Если бы я не знал всех обстоятельств его теперешней жизни, я со всею серьезностью принял бы его слова. Но за этими словами стояли всего-то мелочи житейской суеты, которые плохо увязывались с высоким стилем его речи. В очередной раз уйдя от дедушки Хемета в учительский дом, он занял довольно обширную комнату своими картами, экспонатами, всем тем, чему бы место в конторе или в музее, так что и тетя Биби, и великовозрастные его дети оказались на кухне. Благо мальчики пропадали у стариков и только изредка наведывались к родителям. Биляла во время его посещений пичкали, как малыша, сладостями и разными там нежностями, которыми он быстро пресыщался и удирал к старикам. Апуш большей частью проживал у дедушки Хемета, но он уже был самостоятелен, работал на автобазе слесарем и учился на курсах шоферов. Раз в две недели, после получки, он приходил с подарками для матери, а если не с подарками, то с червонцем денег и грубовато предупреждал: «Ты на себя, на себя потрать, а не на этого моржа, глупая ты башка!»
Так вот, при всей серьезности и страстности отцовых советов я только усмехнулся в ответ на его тираду. И сам он, видать, смутился.
— Так ты с ней, пожалуйста, не спорь, ежели она что… А мы лучше пойдем ко мне. — Он подчеркнул это «ко мне» как-то приубожившись, как-то очень стыдливо.

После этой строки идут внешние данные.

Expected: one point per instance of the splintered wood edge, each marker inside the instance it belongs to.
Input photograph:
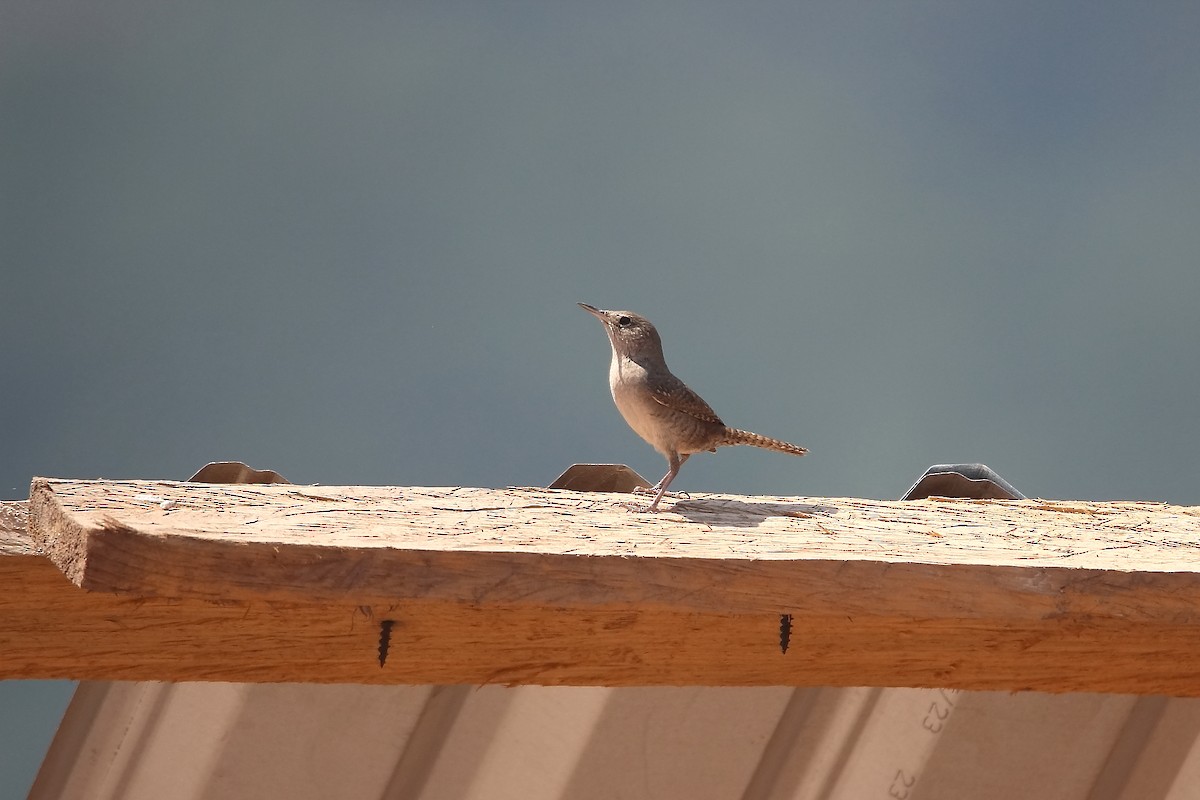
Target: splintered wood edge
(112, 555)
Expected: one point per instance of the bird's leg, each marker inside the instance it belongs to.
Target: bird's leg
(676, 461)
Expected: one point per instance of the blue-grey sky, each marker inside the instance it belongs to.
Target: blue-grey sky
(346, 240)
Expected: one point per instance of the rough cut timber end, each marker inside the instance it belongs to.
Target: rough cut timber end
(293, 583)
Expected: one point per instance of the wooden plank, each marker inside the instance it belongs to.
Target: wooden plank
(196, 582)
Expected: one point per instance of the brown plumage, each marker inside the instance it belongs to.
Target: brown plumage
(659, 407)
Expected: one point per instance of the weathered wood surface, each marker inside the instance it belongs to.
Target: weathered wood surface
(531, 585)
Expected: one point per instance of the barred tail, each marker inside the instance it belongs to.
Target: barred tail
(735, 437)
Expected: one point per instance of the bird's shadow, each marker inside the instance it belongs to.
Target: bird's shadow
(738, 513)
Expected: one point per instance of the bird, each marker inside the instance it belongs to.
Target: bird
(659, 407)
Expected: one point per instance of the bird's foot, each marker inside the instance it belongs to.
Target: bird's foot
(654, 489)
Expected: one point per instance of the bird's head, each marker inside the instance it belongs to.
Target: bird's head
(631, 335)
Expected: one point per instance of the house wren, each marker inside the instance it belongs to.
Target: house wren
(658, 405)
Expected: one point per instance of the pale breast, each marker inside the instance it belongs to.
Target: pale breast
(665, 429)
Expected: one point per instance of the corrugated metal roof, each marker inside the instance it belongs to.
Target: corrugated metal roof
(231, 740)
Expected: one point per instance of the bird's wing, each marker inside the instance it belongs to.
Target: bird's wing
(676, 396)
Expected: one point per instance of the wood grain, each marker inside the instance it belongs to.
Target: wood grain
(287, 583)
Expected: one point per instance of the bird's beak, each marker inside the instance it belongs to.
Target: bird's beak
(592, 310)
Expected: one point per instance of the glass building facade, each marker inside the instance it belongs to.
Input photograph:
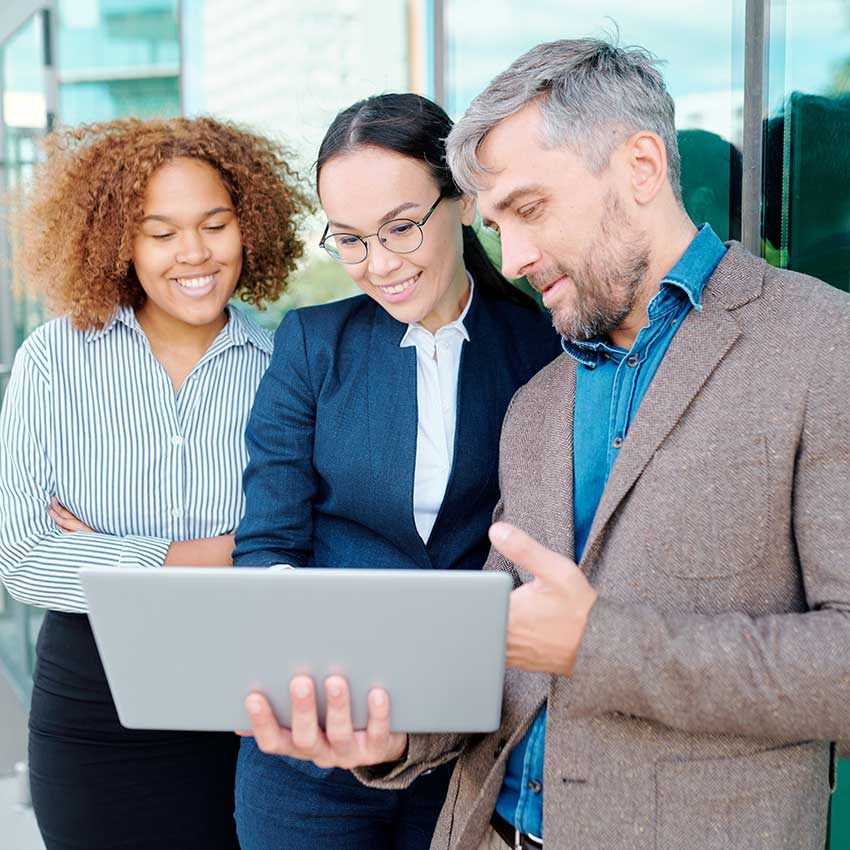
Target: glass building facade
(762, 93)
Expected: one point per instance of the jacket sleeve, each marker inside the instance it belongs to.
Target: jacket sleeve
(39, 563)
(783, 676)
(280, 481)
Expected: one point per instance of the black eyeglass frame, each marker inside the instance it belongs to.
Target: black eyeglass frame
(418, 224)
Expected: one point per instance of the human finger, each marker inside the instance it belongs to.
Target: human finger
(524, 551)
(306, 734)
(270, 736)
(339, 727)
(381, 744)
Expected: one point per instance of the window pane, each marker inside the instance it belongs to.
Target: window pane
(806, 216)
(703, 51)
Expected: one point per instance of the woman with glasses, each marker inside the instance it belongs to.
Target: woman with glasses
(373, 440)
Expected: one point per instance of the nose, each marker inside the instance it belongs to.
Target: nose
(192, 249)
(381, 260)
(519, 253)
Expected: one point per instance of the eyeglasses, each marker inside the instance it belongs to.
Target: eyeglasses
(399, 235)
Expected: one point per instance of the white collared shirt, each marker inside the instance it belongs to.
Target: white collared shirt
(437, 368)
(93, 419)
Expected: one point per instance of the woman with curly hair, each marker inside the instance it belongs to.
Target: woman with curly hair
(122, 440)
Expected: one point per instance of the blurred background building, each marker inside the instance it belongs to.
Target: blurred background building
(762, 91)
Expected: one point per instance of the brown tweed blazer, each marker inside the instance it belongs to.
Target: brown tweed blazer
(715, 668)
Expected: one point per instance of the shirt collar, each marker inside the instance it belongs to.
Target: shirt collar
(693, 269)
(686, 280)
(415, 329)
(239, 330)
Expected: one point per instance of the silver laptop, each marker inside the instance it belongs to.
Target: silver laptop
(183, 646)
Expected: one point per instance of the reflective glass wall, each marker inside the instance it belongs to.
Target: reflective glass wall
(704, 68)
(806, 213)
(118, 58)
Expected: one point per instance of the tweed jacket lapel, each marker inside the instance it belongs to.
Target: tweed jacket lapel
(392, 429)
(694, 353)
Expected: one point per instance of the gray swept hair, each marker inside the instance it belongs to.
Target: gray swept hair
(592, 94)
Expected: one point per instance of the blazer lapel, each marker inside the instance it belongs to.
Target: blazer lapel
(392, 429)
(700, 344)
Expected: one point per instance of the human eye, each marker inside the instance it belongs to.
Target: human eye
(528, 211)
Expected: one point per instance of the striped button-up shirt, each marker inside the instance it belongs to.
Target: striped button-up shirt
(92, 418)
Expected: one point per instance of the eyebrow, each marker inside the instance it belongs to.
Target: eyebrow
(166, 220)
(511, 198)
(384, 218)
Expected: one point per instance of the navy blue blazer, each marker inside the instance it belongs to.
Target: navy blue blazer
(332, 438)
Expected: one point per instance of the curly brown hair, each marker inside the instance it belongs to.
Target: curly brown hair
(84, 205)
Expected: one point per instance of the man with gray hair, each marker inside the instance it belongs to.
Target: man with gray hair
(674, 504)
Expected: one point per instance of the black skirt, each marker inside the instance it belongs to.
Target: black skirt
(99, 786)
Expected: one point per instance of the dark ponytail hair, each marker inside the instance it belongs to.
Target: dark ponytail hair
(414, 126)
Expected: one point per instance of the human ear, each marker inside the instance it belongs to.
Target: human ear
(647, 164)
(467, 209)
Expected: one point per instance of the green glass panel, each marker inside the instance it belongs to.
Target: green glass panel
(703, 55)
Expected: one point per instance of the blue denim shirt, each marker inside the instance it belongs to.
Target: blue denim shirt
(608, 378)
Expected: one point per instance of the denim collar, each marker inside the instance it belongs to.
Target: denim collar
(684, 282)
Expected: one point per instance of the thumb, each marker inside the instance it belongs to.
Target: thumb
(527, 553)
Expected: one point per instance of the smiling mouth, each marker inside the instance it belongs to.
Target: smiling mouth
(195, 282)
(401, 286)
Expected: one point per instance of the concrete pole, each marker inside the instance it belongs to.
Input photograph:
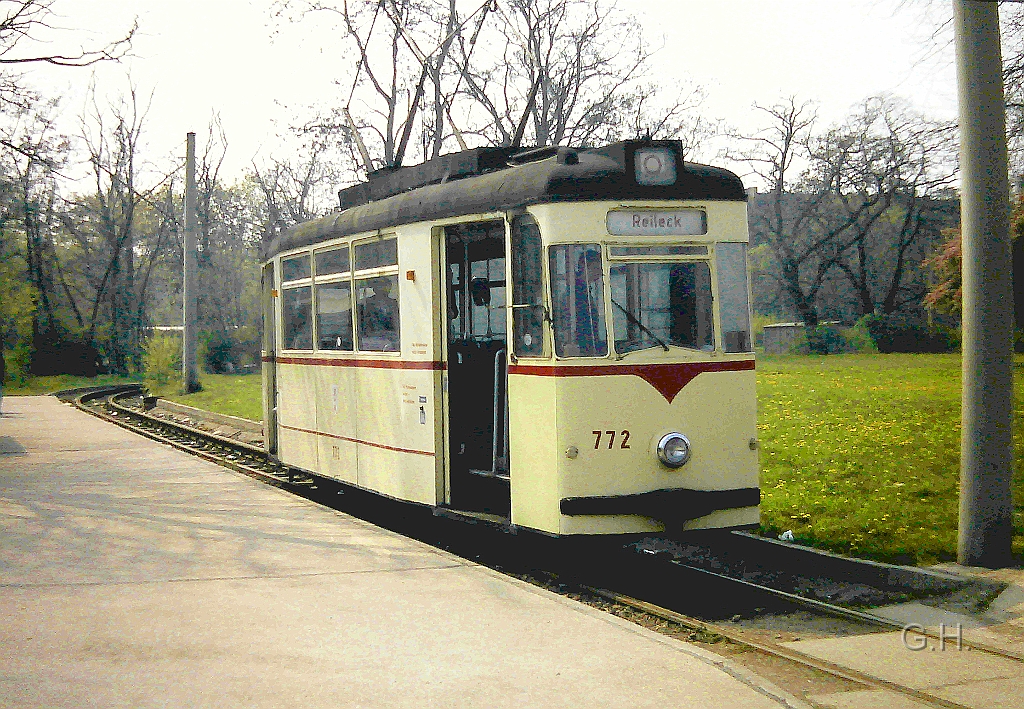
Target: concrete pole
(986, 445)
(189, 296)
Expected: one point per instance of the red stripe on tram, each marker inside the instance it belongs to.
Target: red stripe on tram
(669, 379)
(357, 441)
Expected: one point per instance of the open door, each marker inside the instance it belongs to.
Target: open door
(269, 368)
(477, 419)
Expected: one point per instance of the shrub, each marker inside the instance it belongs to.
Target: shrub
(895, 333)
(228, 351)
(162, 359)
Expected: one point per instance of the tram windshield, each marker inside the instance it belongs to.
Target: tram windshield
(659, 304)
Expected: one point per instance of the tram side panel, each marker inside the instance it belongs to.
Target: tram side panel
(336, 415)
(297, 414)
(534, 452)
(394, 403)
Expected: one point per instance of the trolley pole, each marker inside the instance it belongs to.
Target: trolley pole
(986, 453)
(189, 296)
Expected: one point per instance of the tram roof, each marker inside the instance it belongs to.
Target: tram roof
(500, 179)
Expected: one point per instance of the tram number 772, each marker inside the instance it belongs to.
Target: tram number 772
(624, 442)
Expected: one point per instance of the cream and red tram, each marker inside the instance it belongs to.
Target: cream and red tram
(556, 340)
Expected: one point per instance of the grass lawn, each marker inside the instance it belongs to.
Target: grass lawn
(237, 394)
(860, 453)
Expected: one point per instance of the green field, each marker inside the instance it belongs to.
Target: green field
(859, 453)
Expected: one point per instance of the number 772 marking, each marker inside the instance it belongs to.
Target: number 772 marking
(624, 440)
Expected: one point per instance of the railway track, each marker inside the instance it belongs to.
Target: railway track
(718, 580)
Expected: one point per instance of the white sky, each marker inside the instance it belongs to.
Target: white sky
(230, 56)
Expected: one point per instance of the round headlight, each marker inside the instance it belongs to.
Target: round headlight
(674, 450)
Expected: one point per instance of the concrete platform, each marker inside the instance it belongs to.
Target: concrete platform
(132, 575)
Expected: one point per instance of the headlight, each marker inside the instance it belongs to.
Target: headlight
(654, 166)
(674, 450)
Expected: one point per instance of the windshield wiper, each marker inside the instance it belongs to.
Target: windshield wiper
(640, 325)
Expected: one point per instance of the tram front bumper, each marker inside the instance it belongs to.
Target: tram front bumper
(675, 504)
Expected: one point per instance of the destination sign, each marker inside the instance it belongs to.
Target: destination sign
(649, 222)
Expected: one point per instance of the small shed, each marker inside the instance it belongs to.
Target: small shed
(781, 337)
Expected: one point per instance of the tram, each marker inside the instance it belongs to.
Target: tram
(551, 339)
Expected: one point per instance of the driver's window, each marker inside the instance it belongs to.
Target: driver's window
(527, 295)
(578, 300)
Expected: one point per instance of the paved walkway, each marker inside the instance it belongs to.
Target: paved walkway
(132, 575)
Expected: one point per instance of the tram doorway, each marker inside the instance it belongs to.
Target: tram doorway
(477, 416)
(269, 368)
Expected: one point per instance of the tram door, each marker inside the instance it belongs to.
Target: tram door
(269, 362)
(477, 374)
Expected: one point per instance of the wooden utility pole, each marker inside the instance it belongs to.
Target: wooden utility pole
(986, 444)
(189, 295)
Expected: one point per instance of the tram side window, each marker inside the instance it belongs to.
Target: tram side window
(578, 300)
(527, 297)
(297, 316)
(733, 306)
(295, 268)
(332, 261)
(378, 313)
(334, 316)
(377, 254)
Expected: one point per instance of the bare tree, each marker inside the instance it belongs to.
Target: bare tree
(116, 241)
(901, 166)
(588, 65)
(563, 72)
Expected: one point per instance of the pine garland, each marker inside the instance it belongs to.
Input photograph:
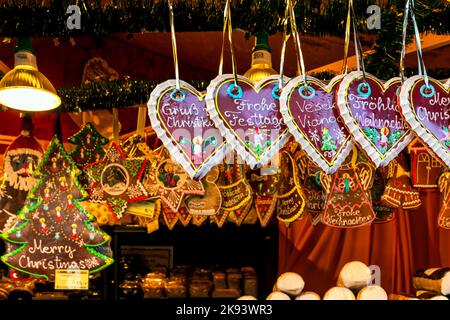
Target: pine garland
(384, 62)
(314, 17)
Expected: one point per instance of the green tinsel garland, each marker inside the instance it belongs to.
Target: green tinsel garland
(384, 62)
(314, 17)
(122, 94)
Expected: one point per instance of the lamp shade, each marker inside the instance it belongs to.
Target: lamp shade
(24, 87)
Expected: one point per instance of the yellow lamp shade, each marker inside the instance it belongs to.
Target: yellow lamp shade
(25, 88)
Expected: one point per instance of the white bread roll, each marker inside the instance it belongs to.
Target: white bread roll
(308, 295)
(439, 297)
(436, 279)
(247, 298)
(372, 292)
(277, 295)
(354, 275)
(339, 293)
(290, 283)
(394, 296)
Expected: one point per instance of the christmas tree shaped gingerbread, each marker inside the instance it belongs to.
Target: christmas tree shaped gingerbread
(89, 145)
(53, 231)
(116, 180)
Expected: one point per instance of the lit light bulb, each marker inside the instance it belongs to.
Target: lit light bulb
(24, 87)
(261, 59)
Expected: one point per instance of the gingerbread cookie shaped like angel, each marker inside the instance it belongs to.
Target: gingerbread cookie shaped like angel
(348, 202)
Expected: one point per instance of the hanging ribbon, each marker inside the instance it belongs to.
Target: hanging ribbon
(142, 117)
(228, 29)
(230, 39)
(296, 38)
(409, 7)
(224, 32)
(347, 39)
(283, 47)
(174, 46)
(116, 125)
(358, 46)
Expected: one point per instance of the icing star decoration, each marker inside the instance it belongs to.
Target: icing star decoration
(117, 180)
(168, 181)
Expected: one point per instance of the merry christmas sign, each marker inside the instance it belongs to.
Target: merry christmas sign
(53, 231)
(370, 112)
(426, 109)
(310, 112)
(180, 120)
(248, 116)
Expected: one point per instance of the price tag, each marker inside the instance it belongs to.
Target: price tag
(71, 279)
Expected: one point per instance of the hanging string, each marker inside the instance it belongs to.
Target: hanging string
(283, 47)
(174, 46)
(116, 125)
(358, 46)
(230, 39)
(142, 117)
(347, 39)
(419, 45)
(224, 32)
(357, 53)
(296, 38)
(403, 52)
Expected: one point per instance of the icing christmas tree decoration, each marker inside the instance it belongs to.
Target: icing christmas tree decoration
(235, 191)
(210, 203)
(168, 181)
(311, 114)
(371, 114)
(184, 216)
(383, 212)
(444, 213)
(185, 128)
(248, 116)
(89, 145)
(290, 199)
(264, 189)
(116, 180)
(170, 217)
(178, 115)
(199, 220)
(348, 203)
(425, 167)
(20, 161)
(312, 189)
(398, 192)
(242, 216)
(426, 110)
(62, 237)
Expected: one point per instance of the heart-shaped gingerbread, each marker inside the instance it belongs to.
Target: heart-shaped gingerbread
(371, 114)
(180, 120)
(311, 115)
(248, 116)
(427, 111)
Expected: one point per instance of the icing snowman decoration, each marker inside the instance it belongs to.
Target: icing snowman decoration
(74, 234)
(44, 228)
(58, 214)
(258, 137)
(47, 197)
(197, 149)
(446, 139)
(63, 183)
(54, 167)
(384, 138)
(82, 156)
(69, 201)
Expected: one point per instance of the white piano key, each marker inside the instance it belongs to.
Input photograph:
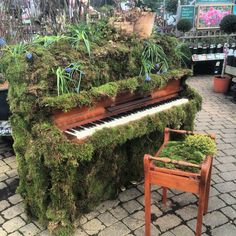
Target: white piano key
(126, 119)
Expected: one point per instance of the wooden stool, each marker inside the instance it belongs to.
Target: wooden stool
(198, 183)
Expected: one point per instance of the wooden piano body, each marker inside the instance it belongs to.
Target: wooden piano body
(112, 106)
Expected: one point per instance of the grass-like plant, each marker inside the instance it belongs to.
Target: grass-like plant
(77, 34)
(46, 41)
(69, 79)
(153, 54)
(184, 25)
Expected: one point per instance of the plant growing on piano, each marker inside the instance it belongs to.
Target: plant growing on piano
(69, 79)
(152, 55)
(47, 41)
(76, 35)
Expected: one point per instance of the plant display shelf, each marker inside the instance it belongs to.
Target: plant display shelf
(230, 70)
(197, 183)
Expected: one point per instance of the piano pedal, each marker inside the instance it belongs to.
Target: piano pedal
(122, 188)
(134, 183)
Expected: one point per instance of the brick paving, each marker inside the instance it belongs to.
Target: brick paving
(125, 215)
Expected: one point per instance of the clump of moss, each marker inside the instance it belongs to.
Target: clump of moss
(193, 149)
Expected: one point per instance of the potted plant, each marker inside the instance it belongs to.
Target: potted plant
(221, 82)
(184, 25)
(138, 19)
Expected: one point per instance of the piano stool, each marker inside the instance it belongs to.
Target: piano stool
(197, 183)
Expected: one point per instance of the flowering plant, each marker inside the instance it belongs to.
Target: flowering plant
(210, 16)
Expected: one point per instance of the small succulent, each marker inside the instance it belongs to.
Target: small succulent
(2, 41)
(29, 56)
(147, 77)
(68, 69)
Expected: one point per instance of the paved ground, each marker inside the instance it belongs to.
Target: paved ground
(125, 216)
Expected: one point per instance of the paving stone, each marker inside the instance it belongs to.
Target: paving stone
(229, 212)
(225, 187)
(10, 159)
(30, 230)
(213, 192)
(13, 224)
(24, 216)
(12, 173)
(156, 210)
(141, 231)
(16, 198)
(129, 194)
(141, 198)
(13, 211)
(227, 198)
(92, 215)
(226, 159)
(39, 225)
(79, 232)
(4, 169)
(182, 230)
(167, 222)
(3, 205)
(217, 179)
(192, 225)
(2, 186)
(228, 176)
(227, 229)
(1, 220)
(230, 151)
(117, 229)
(46, 233)
(188, 212)
(107, 219)
(107, 205)
(16, 233)
(132, 206)
(93, 227)
(119, 212)
(82, 220)
(3, 177)
(226, 167)
(168, 234)
(214, 219)
(135, 220)
(184, 199)
(3, 232)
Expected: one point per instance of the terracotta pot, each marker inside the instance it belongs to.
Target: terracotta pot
(143, 26)
(125, 26)
(221, 85)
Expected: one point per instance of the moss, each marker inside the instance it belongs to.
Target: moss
(60, 179)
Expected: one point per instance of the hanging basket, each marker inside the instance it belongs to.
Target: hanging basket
(144, 24)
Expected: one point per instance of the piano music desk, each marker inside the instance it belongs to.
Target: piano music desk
(197, 183)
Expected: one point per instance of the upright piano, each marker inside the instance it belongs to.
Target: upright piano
(81, 123)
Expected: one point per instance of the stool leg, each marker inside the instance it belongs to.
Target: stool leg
(208, 186)
(201, 204)
(164, 195)
(147, 208)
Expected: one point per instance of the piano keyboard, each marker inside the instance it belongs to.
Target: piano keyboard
(84, 131)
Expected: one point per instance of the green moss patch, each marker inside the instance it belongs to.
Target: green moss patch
(193, 149)
(60, 180)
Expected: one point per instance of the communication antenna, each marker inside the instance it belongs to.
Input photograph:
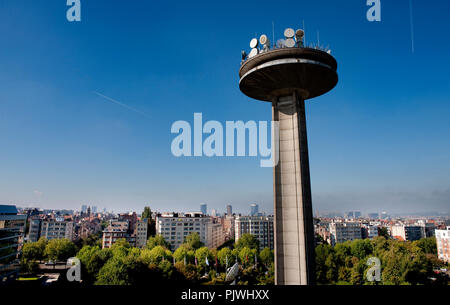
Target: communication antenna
(273, 33)
(299, 34)
(289, 35)
(254, 46)
(318, 39)
(281, 43)
(304, 29)
(265, 42)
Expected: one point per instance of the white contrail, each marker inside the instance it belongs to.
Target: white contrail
(412, 25)
(121, 104)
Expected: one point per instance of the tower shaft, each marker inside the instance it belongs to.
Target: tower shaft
(294, 237)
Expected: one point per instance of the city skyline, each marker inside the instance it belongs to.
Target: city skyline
(380, 141)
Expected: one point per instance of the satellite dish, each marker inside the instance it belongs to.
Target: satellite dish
(290, 43)
(299, 34)
(253, 52)
(263, 40)
(289, 33)
(280, 43)
(232, 273)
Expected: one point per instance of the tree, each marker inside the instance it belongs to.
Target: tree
(34, 251)
(92, 259)
(225, 255)
(266, 256)
(155, 255)
(157, 240)
(247, 240)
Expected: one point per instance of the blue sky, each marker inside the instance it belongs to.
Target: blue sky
(379, 141)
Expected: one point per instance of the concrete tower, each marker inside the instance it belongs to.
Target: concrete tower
(286, 76)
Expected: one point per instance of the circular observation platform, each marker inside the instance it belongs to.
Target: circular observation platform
(309, 72)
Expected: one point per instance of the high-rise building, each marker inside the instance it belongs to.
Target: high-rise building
(285, 76)
(254, 209)
(229, 210)
(203, 208)
(443, 244)
(259, 226)
(12, 230)
(344, 231)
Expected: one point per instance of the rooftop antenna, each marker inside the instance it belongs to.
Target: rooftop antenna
(273, 34)
(304, 30)
(412, 25)
(318, 39)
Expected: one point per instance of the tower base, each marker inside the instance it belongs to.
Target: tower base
(294, 229)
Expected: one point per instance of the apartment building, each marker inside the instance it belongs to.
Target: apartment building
(259, 226)
(443, 244)
(344, 231)
(141, 232)
(174, 227)
(407, 232)
(12, 229)
(57, 228)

Мы поднялись на второй этаж, он отворил обитую дерматином общую дверь, и по длинному коридору мы прошли в самый конец его, открыли опять же обитую дерматином дверь и оказались в крохотной комнатке, являющей собой и переднюю, и кухню — тут и обувь возле порога, и вешалка, и ведро для помоев, и кухонная утварь на полках, прибитых к стене. И уж совсем некстати — двуспальная кровать с никелированными спинками и дурными сияющими шарами. Тетя Биби сдержанно, но вовсе не враждебно кивнула на мое «здрасте», не оставляя своих занятий, а мы с отцом прошли в его комнату.
Высокая, с лепным потолком, высокими и узкими полуовальными окнами, гулкая, как школьный коридор или кабинет — тут и пахло как в школьном кабинете, скорее всего, историческом кабинете — вот какая это была комната. На стене висели карты, страны и области, на той и на другой внятно обозначались красные линии, рисующие пути, по которым в течение многих лет следовал Якуб со своими питомцами, — Свердловск и Челябинск, Пермь, Москва… причем стрелки были направлены не от городка, а к городку. Над линиями надписи: «диплом первой степени», «первая премия», «грамота» и так далее — стало быть, дипломы и награды стекались в городок, тут все было правдиво и точно. Красные линии тянулись не только по сухопутью, но и рядом с Камой, и Белой, и Волгой, а над линиями — крохотные каравеллы, отважно выпятившие кили. И даже на голубом, означавшем Черное море, пронзительно, победно краснели все те же линии. Это были пути яхтсменов.
Противоположную стену занимали фотографии, крупные, как на доске Почета, глянцевые и вырезанные из журналов и газет, — галерея молодцов, в шлемах и очках, рядом с мотоциклами; молодцы, мечущие гранаты, стреляющие из винтовок, летящие на байдарках и глиссерах, держащие в поводу стройных овчарок. А с молодцами, почти на каждом снимке, в скромном будничном и, хочется сказать, партикулярном платье — отец, так резко непохожий на своих питомцев, но вовсе им не чуждый, как мы видим, например, среди футболистов их тренера.